We see that the opposite is the case. The vote for the Constituent Assembly has made it easier to find a solution.
Maduro did not act in an authoritarian manner. He did not quell the violent protests by declaring a national emergency and resorting to police and military repression. He did not use death squads, or torture, jail and exile the opposition. Instead he called for a Constituent Assembly, and with the mass show of support in the election, the violence has died down, and most of the opposition has returned the electoral field.
We should call this for what it is: a humanitarian example for other governments when faced with social unrest.
With the July 30 Assembly vote, the US, the OAS Almagro bloc, and the opposition MUD have suffered a serious defeat, as even the hostile New York Times has noted. This gives the progressive forces an opening to resolve the serious problems the country faces. The extent it will make use of this opportunity to break out of the unresolved social, political and economic conflicts of the last few years remains to be seen.
Also published here:
4 thoughts on “Correcting Eva Golinger on Venezuela”

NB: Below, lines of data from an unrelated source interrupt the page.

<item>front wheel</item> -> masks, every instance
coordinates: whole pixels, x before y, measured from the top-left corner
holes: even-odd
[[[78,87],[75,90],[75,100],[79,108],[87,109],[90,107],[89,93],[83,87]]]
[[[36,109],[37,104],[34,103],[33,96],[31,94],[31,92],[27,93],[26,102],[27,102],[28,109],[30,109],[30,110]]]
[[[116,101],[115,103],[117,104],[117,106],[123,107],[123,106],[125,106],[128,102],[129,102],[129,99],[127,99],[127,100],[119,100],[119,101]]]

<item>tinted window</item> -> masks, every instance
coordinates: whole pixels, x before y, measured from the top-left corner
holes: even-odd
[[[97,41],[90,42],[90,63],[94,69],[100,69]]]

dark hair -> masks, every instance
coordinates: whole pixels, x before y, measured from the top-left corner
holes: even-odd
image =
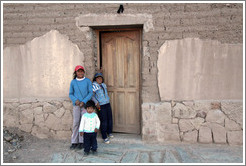
[[[96,74],[94,75],[93,82],[96,81],[96,78],[97,78],[97,77],[102,77],[102,83],[104,83],[104,78],[103,78],[102,73],[96,73]]]
[[[96,106],[93,100],[87,101],[87,103],[85,104],[85,109],[87,109],[88,107],[92,107],[93,109],[96,109]]]
[[[77,77],[76,71],[73,72],[73,79],[75,79]]]
[[[83,70],[83,69],[82,69]],[[83,70],[84,71],[84,70]],[[84,71],[85,72],[85,71]],[[76,71],[73,72],[73,79],[77,77]]]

On Saturday, August 19, 2017, 8:48:47 AM CDT, Eva Golinger wrote:
One important lesson I learned from my friend Hugo Chavez was to choose your battles wisely. “Aguila no caza mosca” (Eagles don’t hunt flies), as he liked to say. I was loath to respond to an article directly attacking me, written in an arrogant tone by a U.S. man who, to my knowledge, has not lived for any significant period of time in Venezuela or been close to or worked directly with Hugo Chavez and his inner circle or Nicolas Maduro. Attempting a character assassination of someone who not only is Venezuelan and lived there for over 12 years (both before Chavez was first elected in 1998 and well after), and who has deep ties and involvement in the Bolivarian Revolution and international solidarity movement, as well as had a close friendship with (and worked directly with) both Chavez and Maduro, and many, many others both inside and out of the government, is a pointless effort for someone claiming to “defend” the Bolivarian process.
I have the same position I have always had. My principles have never wavered in my defense of social justice and the right to self determination. I will always stand up and denounce, and fight against, with the tools I have, U.S. imperialism, aggression and war. But I will never defend corruption, organized crime or abuse of power. As someone who was very close and worked with the highest levels of the Venezuelan government for years, recently I have seen and discovered things that would make your skin crawl. Things I will never defend because they betray everything I have always fought for and they are destructive to the Venezuelan people’s movement for social justice, revolutionary democracy and peace.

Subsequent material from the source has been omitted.